Even those of you who suspect that New Jersey has more to offer than Skee-Ball and Snooki still think that culture "out thaere" consists of orchestras in gazebos playing Beatles medleys for comatose seniors—well, sometimes it does, but nowadays every county fair practically has a museum of modern art attached to the petting zoo. So get over the stereotype and get out of your urban Habitrail this summer—you can hit the commuter rail or the highway and get cultured without lowering your standards. "But hey," you cry out, "where do I go?" We thought you'd never ask.
Though it lacks rides and cotton candy, the open-air sculpture museum known as the Storm King Art Center, located on 500 green acres in Mountainville, New York, an hour north of the city right next to I-87, brims with crazy postwar art by highfalutin' stars like Alexander Calder, Alice Aycock, and David Smith. In 2008, Maya Lin created a "wave field" of 10- to 15-foot-high grassy hills across 11 acres there. This year, for its 50th anniversary, Storm King has commissioned works by five previous and five new artists, as well as an exhibit chronicling the history of the museum.

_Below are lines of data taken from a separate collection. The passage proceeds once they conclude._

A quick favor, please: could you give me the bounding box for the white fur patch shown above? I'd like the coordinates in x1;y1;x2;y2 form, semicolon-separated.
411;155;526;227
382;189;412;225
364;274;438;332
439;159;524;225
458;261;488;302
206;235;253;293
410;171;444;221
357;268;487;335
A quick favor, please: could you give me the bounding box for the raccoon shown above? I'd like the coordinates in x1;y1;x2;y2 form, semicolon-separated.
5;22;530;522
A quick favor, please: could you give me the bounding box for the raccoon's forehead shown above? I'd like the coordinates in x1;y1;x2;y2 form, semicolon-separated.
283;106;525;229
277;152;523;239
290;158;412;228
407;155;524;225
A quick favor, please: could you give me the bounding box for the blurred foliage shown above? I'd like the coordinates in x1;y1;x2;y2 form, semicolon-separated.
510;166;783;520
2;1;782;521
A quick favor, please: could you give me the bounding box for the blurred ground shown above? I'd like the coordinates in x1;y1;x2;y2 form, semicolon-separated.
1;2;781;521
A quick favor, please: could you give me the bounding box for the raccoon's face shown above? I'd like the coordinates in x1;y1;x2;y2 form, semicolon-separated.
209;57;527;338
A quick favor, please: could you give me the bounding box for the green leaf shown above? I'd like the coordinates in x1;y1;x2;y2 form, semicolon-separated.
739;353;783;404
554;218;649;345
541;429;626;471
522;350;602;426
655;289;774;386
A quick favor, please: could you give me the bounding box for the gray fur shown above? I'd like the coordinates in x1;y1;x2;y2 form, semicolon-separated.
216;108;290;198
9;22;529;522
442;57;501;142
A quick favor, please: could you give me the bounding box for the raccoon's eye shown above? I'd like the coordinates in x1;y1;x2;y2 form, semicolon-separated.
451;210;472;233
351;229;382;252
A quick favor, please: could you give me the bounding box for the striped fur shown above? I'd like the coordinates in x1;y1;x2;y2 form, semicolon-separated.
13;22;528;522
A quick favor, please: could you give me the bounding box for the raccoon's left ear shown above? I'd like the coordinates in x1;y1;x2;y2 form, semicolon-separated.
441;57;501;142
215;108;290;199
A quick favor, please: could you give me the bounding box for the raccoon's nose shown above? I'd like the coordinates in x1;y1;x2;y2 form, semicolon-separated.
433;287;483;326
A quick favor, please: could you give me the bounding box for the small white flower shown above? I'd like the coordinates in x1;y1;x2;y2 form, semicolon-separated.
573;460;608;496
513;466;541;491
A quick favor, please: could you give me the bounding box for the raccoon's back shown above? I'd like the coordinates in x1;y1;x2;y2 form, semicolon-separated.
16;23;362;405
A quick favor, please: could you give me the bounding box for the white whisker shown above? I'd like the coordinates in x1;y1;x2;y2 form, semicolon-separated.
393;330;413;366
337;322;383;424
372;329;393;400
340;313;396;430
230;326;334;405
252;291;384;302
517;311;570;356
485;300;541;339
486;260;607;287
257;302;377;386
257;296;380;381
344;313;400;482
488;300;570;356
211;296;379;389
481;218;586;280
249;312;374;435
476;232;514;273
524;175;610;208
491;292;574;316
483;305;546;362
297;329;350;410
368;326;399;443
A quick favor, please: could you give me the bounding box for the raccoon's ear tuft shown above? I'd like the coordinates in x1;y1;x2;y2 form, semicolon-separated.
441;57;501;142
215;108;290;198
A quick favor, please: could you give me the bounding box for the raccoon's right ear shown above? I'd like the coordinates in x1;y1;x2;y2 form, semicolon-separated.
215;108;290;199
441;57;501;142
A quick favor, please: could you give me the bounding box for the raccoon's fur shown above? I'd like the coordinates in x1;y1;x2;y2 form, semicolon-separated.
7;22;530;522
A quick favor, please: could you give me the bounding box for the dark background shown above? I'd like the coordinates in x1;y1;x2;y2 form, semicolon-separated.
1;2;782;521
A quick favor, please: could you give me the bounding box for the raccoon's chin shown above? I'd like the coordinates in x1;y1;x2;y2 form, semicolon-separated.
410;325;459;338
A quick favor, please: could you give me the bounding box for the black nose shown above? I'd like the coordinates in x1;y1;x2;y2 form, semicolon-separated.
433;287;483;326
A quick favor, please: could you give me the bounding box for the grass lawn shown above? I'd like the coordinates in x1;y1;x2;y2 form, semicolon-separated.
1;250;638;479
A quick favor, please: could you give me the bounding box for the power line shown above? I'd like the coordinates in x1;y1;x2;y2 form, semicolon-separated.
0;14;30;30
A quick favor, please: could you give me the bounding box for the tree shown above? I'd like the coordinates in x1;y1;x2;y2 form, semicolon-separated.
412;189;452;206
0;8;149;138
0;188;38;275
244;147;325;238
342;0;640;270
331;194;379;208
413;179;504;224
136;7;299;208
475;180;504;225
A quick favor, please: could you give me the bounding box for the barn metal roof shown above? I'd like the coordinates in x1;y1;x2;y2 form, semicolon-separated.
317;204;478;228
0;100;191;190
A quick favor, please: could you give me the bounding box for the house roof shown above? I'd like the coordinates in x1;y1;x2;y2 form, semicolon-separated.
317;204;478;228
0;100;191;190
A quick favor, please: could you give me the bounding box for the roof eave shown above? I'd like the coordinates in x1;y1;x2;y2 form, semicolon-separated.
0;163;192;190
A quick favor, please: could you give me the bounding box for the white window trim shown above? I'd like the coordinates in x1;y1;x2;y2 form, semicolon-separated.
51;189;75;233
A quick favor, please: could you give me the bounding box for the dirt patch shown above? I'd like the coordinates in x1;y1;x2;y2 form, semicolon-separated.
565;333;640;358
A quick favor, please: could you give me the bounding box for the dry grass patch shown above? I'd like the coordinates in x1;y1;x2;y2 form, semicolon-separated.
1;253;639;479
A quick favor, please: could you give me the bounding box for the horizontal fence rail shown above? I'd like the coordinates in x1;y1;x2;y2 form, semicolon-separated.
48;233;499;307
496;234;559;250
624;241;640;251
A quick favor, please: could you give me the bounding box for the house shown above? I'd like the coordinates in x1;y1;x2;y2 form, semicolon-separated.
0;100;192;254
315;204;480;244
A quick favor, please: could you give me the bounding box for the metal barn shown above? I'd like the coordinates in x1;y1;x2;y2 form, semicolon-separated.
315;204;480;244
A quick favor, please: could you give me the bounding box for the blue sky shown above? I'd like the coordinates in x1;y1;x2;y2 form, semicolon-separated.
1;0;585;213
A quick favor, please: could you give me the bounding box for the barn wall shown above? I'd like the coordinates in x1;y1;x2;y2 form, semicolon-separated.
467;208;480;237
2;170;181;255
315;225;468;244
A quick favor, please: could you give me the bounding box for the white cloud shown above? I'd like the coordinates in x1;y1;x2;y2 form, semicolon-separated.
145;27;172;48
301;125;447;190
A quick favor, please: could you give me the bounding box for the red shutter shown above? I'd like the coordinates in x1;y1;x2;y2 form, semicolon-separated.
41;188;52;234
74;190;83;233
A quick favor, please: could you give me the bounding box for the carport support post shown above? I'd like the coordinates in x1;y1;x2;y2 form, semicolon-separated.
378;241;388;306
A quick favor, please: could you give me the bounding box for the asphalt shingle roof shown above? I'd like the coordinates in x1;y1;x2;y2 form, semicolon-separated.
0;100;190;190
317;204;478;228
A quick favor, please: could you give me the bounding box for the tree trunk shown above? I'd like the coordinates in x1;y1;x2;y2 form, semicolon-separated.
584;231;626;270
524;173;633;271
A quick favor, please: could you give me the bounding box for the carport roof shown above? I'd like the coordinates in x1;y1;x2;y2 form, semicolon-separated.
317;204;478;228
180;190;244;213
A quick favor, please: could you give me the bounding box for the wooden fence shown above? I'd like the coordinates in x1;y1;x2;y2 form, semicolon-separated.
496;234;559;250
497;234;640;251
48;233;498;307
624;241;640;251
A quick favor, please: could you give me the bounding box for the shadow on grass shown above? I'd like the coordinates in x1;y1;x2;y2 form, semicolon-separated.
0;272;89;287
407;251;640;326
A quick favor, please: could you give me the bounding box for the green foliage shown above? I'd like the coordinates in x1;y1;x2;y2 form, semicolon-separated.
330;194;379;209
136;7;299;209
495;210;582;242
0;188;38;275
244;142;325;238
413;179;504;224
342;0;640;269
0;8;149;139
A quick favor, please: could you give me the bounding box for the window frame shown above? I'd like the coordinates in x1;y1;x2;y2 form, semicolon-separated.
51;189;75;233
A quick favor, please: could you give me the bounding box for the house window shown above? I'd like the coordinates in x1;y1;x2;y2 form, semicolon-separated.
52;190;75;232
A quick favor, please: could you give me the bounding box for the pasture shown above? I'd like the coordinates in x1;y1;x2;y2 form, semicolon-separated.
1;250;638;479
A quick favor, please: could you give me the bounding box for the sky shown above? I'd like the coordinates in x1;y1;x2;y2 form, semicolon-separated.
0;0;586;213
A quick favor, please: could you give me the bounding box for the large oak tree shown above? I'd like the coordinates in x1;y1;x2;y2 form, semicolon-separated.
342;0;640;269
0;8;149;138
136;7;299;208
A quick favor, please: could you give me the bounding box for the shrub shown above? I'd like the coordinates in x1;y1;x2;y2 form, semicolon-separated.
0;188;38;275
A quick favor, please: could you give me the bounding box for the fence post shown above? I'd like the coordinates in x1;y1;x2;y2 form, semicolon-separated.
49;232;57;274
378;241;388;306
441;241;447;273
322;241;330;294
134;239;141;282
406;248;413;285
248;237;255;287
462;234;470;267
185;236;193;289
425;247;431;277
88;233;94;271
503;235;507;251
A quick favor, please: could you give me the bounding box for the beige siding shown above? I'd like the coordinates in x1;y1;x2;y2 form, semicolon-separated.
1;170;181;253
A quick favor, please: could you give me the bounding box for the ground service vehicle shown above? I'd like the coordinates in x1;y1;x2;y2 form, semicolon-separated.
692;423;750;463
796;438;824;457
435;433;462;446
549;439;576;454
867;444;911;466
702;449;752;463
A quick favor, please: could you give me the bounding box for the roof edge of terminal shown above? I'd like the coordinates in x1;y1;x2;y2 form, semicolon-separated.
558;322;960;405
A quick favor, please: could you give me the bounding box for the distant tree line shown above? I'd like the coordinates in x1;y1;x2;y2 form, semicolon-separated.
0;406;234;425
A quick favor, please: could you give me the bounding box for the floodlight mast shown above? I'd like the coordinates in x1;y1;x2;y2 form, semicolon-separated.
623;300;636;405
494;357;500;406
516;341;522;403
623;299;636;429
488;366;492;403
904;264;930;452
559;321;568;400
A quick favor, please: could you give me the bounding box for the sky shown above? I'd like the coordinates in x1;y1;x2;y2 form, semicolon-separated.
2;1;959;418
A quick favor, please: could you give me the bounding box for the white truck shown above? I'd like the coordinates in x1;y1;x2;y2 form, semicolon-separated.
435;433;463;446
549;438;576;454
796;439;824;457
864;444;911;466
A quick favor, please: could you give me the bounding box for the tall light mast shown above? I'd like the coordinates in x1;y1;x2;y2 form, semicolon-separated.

DIA:Beacon may be a relative upstart at seven years old, but it's huge—240,000 square feet of contemporary art space in a former Nabisco factory in Beacon, New York. The length of its exhibitions tends toward the epic as well—many of the current shows, which opened in 2008, will end this summer, including an installation of Sol LeWitt drawings and Zoe Leonard's You see I am here after all, a work that consists of thousands of postcards of Niagara Falls. Somewhat farther north, you'll be able to get a great meal in the still-fashionable Hudson, on Warren Street at Red Dot or Swoon, after a hard day of antiquing along the same street, and perhaps of envying the sumptuous Vanderbilt Mansion on the Hudson in Hyde Park.
Unsated art hogs can also gorge at the trough of Saratoga Springs, primarily at the Saratoga Performing Arts Center, which hosts the NYC Ballet's summer season (July 6–17), and this year will also present works by modern-dance powerhouses José Limón (June 10) and Bill T. Jones (July 23 and 28). Also check out the Saratoga Jazz Festival (June 26–27), followed by the Philadelphia Orchestra's performance of Peter and the Wolf (August 6) featuring Alec Baldwin as the narrator—though with Jack Donaghy in mind, it might prove hard to take him seriously.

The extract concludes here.